MADISON, Wis.—The Special Regent Committee for the University of Wisconsin System Presidential Search has identified two finalists who have agreed to be interviewed for the position next week.
The finalists are:
- Jay O. Rothman, chairman and CEO of the law firm Foley & Lardner LLP in Milwaukee. He has served in that role since June 2011 and has been a member of the firm’s Management Committee since February 2002. He joined Foley in October 1986 and has been a partner since February 1994. He earned a bachelor’s degree from Marquette University and a law degree from Harvard Law School.
- James C. Schmidt, chancellor at UW-Eau Claire. He has served in that role since July 2013. Previously he was vice president for university advancement at Winona State University in Winona, Minn., and vice president for student affairs at Riverland Community College in Austin, Minn. He earned a bachelor’s degree in political science from Winona State University, a master’s degree in business administration from the University of St. Thomas in St. Paul, and a doctorate in educational policy and administration from the University of Minnesota.
Regent President Edmund Manydeeds III, chair of the Special Regent Committee, said the two finalists offer a depth and breadth of experience, including in the academic, business, and civic arenas.
“We have identified two excellent candidates, each of whom would be an outstanding leader for our university system,” Manydeeds III said. “We believe their qualifications and experience provide the committee a great opportunity to pick a future leader for the UW System.”
The finalists will interview Tuesday with the Special Regent Committee and other groups, including shared governance representatives, chancellors, and UW System executive leaders. Manydeeds and Search and Screen Committee chair Karen Walsh, the Regent Vice President, announced that because of the extraordinary public input in the process so far, there will be no public session with the finalists.
“Our diverse 21-member Search and Screen Committee included representatives from all universities and all campus constituencies, which helped us identify a list of viable candidates to forward to the Special Regent Committee,” Walsh said. “We also held numerous valuable listening sessions at all of the universities and with all constituencies – often more than one. We look forward to the Special Regent Committee completing its work.”
After the interviews, the Special Regent Committee will forward a recommendation to the full Board of Regents, which will make the final decision on hiring a new UW System President. A decision is expected by the end of January.

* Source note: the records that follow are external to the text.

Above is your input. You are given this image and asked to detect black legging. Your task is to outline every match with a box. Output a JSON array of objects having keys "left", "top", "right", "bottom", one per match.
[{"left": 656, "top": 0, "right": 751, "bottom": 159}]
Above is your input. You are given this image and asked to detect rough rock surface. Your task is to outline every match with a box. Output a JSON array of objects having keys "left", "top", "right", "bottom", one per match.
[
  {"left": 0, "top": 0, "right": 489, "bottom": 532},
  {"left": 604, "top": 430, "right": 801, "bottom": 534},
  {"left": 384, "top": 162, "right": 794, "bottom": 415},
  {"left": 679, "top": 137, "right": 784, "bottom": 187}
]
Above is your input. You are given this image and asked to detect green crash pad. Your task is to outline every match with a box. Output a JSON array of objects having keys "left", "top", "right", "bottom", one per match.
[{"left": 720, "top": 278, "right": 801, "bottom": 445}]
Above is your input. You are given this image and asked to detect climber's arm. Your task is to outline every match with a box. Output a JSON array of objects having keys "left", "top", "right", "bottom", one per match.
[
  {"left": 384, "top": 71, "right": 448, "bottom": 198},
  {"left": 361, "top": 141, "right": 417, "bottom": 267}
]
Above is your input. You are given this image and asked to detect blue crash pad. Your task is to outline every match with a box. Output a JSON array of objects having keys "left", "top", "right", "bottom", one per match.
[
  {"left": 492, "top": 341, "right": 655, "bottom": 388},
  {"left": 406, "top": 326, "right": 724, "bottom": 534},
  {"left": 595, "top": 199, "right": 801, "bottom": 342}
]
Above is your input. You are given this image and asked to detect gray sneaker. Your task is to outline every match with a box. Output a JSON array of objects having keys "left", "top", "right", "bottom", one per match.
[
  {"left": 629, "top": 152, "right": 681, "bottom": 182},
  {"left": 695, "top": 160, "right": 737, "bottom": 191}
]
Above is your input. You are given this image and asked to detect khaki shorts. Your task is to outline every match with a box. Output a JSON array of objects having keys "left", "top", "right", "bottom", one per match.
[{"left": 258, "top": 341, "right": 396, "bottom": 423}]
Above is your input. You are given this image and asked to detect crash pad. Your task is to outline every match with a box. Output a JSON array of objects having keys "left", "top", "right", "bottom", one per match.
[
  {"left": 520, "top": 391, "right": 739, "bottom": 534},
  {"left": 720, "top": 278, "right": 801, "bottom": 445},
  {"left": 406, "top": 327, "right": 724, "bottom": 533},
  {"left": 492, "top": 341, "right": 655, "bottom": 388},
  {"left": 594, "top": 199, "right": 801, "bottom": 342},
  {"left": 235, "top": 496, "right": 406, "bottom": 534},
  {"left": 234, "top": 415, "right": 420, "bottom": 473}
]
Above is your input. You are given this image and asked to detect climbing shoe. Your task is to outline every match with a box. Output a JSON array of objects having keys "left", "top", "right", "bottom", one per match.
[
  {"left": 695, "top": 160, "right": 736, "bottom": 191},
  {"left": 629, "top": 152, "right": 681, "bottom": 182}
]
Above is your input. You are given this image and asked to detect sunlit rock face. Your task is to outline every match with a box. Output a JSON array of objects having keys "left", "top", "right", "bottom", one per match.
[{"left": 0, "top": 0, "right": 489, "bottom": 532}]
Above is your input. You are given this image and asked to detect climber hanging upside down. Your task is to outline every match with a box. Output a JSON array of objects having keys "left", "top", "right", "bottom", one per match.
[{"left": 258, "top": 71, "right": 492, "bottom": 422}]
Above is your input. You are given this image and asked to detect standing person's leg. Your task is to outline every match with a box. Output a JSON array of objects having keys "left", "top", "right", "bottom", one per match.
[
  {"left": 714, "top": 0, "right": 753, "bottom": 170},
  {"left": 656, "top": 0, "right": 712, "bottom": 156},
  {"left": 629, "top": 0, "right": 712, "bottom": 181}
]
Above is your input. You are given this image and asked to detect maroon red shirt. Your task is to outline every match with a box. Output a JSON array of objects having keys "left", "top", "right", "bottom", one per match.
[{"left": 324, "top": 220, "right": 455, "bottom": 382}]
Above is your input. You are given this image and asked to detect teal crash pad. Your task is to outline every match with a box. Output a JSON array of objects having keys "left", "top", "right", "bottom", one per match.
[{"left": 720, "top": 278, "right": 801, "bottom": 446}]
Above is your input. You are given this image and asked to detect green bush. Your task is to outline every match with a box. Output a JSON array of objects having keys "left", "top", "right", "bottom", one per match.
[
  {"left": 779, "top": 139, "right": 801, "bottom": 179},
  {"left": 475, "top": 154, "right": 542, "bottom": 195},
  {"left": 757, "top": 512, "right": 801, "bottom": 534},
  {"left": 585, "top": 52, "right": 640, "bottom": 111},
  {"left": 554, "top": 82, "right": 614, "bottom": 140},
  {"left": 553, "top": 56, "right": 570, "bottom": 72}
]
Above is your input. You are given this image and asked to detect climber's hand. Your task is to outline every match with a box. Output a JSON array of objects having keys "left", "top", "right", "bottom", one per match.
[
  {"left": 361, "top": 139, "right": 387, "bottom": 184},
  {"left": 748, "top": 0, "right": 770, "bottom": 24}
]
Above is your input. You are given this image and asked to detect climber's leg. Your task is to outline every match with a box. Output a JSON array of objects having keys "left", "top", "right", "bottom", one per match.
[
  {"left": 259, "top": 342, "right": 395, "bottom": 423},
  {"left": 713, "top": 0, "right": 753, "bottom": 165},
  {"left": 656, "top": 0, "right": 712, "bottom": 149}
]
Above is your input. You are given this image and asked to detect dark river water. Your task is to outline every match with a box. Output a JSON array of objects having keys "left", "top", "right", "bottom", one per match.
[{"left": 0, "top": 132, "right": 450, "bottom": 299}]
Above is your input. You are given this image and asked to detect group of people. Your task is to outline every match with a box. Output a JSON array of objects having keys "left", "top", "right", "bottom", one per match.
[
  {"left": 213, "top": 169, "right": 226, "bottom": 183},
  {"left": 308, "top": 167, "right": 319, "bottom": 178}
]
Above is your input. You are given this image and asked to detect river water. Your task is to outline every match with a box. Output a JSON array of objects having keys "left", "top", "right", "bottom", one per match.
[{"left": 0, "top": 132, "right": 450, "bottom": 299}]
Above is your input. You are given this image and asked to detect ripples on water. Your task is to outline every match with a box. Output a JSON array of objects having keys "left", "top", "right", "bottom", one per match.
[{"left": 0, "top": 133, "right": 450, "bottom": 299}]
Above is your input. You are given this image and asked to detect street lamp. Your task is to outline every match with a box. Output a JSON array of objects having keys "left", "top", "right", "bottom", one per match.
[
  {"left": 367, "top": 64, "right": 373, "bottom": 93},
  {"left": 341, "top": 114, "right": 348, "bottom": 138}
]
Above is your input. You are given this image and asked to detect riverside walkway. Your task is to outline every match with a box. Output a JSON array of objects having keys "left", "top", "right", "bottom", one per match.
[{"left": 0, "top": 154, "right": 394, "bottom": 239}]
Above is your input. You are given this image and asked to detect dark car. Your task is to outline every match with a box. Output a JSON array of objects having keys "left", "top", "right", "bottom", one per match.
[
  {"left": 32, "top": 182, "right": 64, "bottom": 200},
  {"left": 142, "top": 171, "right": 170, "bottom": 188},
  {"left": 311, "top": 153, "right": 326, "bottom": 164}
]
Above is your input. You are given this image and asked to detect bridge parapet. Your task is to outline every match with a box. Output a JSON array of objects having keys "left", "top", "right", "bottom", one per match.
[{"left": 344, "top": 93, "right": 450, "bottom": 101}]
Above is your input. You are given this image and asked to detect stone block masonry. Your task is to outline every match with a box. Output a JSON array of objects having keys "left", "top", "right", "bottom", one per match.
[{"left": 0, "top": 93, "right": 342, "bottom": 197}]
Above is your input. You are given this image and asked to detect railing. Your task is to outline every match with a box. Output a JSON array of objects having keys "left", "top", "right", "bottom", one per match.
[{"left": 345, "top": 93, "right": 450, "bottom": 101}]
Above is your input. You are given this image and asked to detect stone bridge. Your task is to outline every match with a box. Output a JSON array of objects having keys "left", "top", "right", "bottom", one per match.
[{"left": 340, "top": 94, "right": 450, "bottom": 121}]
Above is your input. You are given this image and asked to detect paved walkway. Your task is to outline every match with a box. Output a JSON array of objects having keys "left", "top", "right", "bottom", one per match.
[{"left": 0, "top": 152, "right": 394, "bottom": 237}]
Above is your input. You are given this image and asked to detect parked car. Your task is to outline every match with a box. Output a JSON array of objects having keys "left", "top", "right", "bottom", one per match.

Biographical information and photos for both candidates are available online: wisconsin.edu/presidential-search-2021/.
Tommy Thompson has been serving as president since July 1, 2020. He announced this month that he would step down effective March 18. Thompson replaced former president Ray Cross.
The next UW System President will be the System’s eighth since 1971 legislation unified two public university systems under a single Board of Regents. The system educates approximately 165,000 students at 13 universities across 26 campuses, serves more than 1 million Wisconsin residents through statewide outreach programs, and employs about 39,000 faculty and staff statewide. The total estimated annual economic impact of the UW System exceeds $24 billion.

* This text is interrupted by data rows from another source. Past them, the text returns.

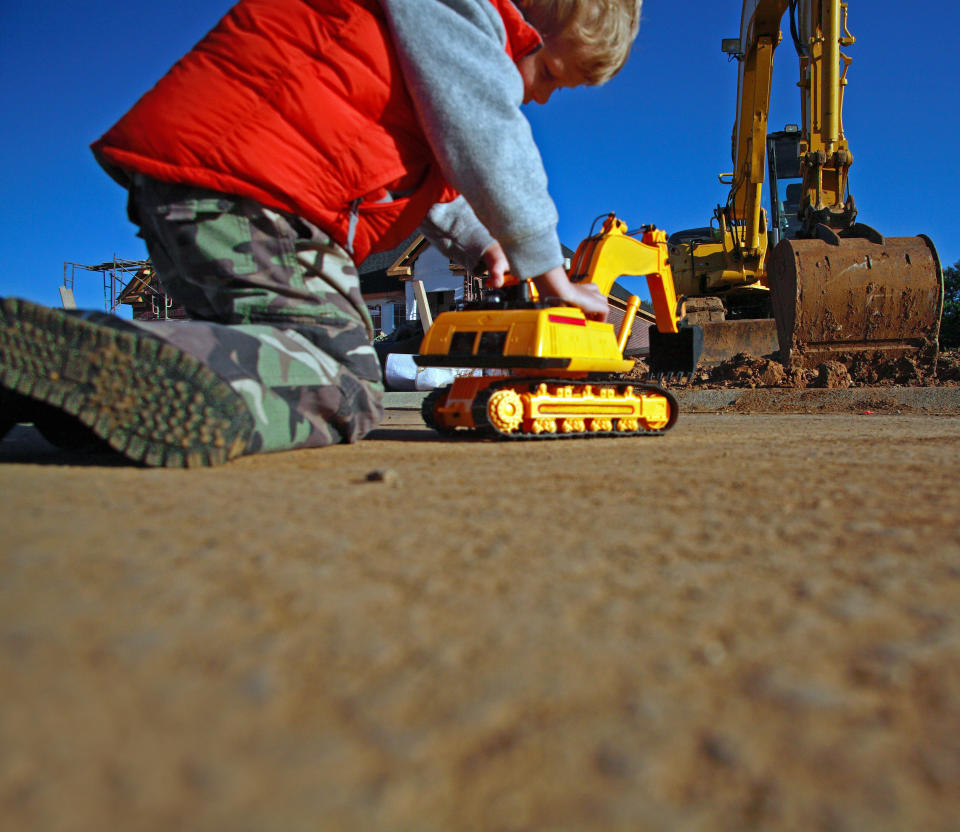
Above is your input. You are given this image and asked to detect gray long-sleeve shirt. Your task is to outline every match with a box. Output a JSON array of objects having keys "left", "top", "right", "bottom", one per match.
[{"left": 380, "top": 0, "right": 563, "bottom": 277}]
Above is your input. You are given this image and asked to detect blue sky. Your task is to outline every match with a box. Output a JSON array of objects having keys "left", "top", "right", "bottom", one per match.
[{"left": 0, "top": 0, "right": 960, "bottom": 308}]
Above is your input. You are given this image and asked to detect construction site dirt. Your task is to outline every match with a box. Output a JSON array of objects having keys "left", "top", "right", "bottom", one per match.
[{"left": 0, "top": 404, "right": 960, "bottom": 832}]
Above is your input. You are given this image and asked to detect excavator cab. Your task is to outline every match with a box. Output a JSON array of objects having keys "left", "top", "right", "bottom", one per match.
[{"left": 767, "top": 124, "right": 803, "bottom": 245}]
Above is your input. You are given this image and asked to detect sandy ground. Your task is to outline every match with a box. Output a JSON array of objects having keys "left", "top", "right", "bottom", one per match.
[{"left": 0, "top": 412, "right": 960, "bottom": 832}]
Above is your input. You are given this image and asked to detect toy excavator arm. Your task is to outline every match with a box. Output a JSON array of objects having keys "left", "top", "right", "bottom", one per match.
[{"left": 570, "top": 214, "right": 677, "bottom": 333}]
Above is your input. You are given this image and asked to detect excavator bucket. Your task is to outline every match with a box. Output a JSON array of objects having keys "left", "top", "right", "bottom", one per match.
[
  {"left": 647, "top": 325, "right": 703, "bottom": 379},
  {"left": 768, "top": 235, "right": 943, "bottom": 369}
]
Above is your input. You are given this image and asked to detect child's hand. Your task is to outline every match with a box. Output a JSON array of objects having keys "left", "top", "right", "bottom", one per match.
[
  {"left": 533, "top": 266, "right": 609, "bottom": 322},
  {"left": 483, "top": 242, "right": 510, "bottom": 289}
]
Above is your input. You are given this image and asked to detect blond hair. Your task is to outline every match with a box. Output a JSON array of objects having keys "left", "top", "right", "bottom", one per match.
[{"left": 514, "top": 0, "right": 643, "bottom": 84}]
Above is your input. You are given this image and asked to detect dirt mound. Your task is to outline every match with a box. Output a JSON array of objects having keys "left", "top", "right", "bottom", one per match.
[{"left": 629, "top": 350, "right": 960, "bottom": 390}]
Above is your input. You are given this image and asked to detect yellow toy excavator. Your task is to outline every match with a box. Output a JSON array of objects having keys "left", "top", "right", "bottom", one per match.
[
  {"left": 414, "top": 214, "right": 703, "bottom": 439},
  {"left": 670, "top": 0, "right": 943, "bottom": 367}
]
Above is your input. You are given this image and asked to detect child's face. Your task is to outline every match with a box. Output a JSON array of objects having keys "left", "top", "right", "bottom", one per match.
[{"left": 517, "top": 40, "right": 586, "bottom": 104}]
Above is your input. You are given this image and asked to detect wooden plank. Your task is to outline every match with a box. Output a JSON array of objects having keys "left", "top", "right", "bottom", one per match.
[{"left": 413, "top": 280, "right": 433, "bottom": 332}]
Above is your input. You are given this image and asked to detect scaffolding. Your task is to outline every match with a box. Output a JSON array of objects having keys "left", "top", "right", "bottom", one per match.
[{"left": 63, "top": 254, "right": 150, "bottom": 314}]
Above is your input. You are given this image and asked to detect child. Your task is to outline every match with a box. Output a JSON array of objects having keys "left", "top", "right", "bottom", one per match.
[{"left": 0, "top": 0, "right": 641, "bottom": 466}]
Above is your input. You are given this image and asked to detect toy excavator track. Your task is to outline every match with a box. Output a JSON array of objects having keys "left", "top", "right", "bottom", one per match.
[{"left": 422, "top": 378, "right": 679, "bottom": 440}]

The University of Wisconsin System serves approximately 165,000 students. Awarding nearly 37,000 degrees annually, the UW System is Wisconsin’s talent pipeline, putting graduates in position to increase their earning power, contribute to their communities, and make Wisconsin a better place to live. Nearly 90 percent of in-state UW System graduates stay in Wisconsin five years after earning a degree – with a median salary of more than $66,000. The UW System provides a 23:1 return on state investment. UW System universities also contribute to the richness of Wisconsin’s culture and economy with groundbreaking research, new companies and patents, and boundless creative intellectual energy.